When we run 10-Fold Cross Validation on the model, we see that our average accuracy 86% and it typically varies by about 1%. This result matches closely and even slightly outperforms what we were able to obtain with our ANN. Below we'll see if we can improve the performance of our model using a grid search.

### Grid Search
For Grid Search we need a dictionary of parameters to evaluate the model at. In our case we are interested in looking at one set of parameters with a linear model and a second set of parameters with a nonlinear model, so we'll use two parameter dictionaries in a list to keep the parameter sets different.

In [10]:
parameters = [{
    'n_estimators':[50,100,500],
    'max_depth':[3,5,7],
    'learning_rate':[0,.33,.66,1],
    'gamma':[1,0.5,0.01],
    'min_child_weight':[1,2,5,10],
    'max_delta_step':[0,1,2,5,10]
}]

grid_search = GridSearchCV(estimator = classifier, param_grid = parameters, scoring = 'accuracy', cv = 5, iid = False, n_jobs = -1, verbose = 3)
grid_search = grid_search.fit(X_train, y_train)

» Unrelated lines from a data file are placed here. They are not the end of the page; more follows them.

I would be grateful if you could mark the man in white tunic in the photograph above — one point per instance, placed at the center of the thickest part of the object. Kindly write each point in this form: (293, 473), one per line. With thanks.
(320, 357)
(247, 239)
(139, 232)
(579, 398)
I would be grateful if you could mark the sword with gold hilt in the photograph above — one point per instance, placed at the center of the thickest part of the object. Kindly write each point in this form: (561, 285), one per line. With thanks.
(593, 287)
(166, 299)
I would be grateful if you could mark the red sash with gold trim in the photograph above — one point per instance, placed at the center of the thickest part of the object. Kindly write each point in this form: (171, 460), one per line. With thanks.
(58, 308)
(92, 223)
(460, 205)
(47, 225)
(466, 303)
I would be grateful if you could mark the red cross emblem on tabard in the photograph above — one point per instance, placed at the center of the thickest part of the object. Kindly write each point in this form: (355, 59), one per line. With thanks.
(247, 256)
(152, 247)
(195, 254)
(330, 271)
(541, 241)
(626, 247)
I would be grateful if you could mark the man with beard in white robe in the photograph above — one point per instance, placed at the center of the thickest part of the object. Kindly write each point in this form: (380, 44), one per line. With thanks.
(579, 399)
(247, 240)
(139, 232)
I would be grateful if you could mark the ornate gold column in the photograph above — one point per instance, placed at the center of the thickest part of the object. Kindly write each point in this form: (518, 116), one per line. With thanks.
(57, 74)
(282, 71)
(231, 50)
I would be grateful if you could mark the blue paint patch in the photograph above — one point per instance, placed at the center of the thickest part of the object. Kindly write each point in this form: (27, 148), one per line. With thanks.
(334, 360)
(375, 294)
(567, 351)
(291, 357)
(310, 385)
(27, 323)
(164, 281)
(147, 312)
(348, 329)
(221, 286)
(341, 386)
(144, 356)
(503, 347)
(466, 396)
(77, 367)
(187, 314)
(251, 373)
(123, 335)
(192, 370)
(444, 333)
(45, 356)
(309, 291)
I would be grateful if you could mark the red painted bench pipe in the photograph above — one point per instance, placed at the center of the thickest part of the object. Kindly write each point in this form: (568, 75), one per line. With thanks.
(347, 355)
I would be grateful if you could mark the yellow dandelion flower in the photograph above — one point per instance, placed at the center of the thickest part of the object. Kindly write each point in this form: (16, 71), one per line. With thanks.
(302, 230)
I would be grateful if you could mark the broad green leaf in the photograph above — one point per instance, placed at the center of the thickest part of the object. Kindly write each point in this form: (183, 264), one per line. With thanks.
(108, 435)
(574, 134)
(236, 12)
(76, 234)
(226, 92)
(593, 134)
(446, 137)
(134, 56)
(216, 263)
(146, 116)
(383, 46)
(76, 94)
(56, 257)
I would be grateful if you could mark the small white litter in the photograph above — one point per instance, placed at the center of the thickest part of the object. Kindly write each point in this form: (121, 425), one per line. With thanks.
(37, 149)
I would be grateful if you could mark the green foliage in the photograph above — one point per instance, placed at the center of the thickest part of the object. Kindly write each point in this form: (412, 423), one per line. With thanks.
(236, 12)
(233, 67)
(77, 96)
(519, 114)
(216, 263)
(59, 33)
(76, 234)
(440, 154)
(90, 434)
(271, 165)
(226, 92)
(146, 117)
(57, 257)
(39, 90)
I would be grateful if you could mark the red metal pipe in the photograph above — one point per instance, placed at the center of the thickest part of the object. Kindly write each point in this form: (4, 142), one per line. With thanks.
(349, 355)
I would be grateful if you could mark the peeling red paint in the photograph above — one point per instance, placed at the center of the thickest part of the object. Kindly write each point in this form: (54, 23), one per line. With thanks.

print(f'Best Accuracy: {grid_search.best_score_*100:0.2f}%')
print('Best Parameters:')
for key, val in grid_search.best_params_.items():
    print(f'\t{key}: {val}')


Fitting 5 folds for each of 2160 candidates, totalling 10800 fits


[Parallel(n_jobs=-1)]: Using backend LokyBackend with 12 concurrent workers.
[Parallel(n_jobs=-1)]: Done   8 tasks      | elapsed:    2.0s
[Parallel(n_jobs=-1)]: Done 104 tasks      | elapsed:   11.1s
[Parallel(n_jobs=-1)]: Done 264 tasks      | elapsed:   31.4s
[Parallel(n_jobs=-1)]: Done 488 tasks      | elapsed:   59.3s
[Parallel(n_jobs=-1)]: Done 776 tasks      | elapsed:  1.6min
[Parallel(n_jobs=-1)]: Done 1128 tasks      | elapsed:  2.3min
[Parallel(n_jobs=-1)]: Done 1544 tasks      | elapsed:  3.1min
[Parallel(n_jobs=-1)]: Done 2024 tasks      | elapsed:  4.0min
[Parallel(n_jobs=-1)]: Done 2568 tasks      | elapsed:  5.0min
[Parallel(n_jobs=-1)]: Done 3176 tasks      | elapsed:  6.2min
[Parallel(n_jobs=-1)]: Done 3848 tasks      | elapsed:  7.6min
[Parallel(n_jobs=-1)]: Done 4584 tasks      | elapsed:  9.2min
[Parallel(n_jobs=-1)]: Done 5384 tasks      | elapsed: 10.8min
[Parallel(n_jobs=-1)]: Done 6248 tasks      | elapsed: 12.4min
[Parallel(n_jobs=-1)]: Done 7176 tasks      | 

Best Accuracy: 86.37%
Best Parameters:
	gamma: 0.01
	learning_rate: 0.33
	max_delta_step: 0
	max_depth: 3
	min_child_weight: 10
	n_estimators: 50


Looking at the grid search above we really don't see any significant improvement over the default parameters. In this case is appears that the accuracy of our model may be limited by the quality and less than perfect correlations of our dataset.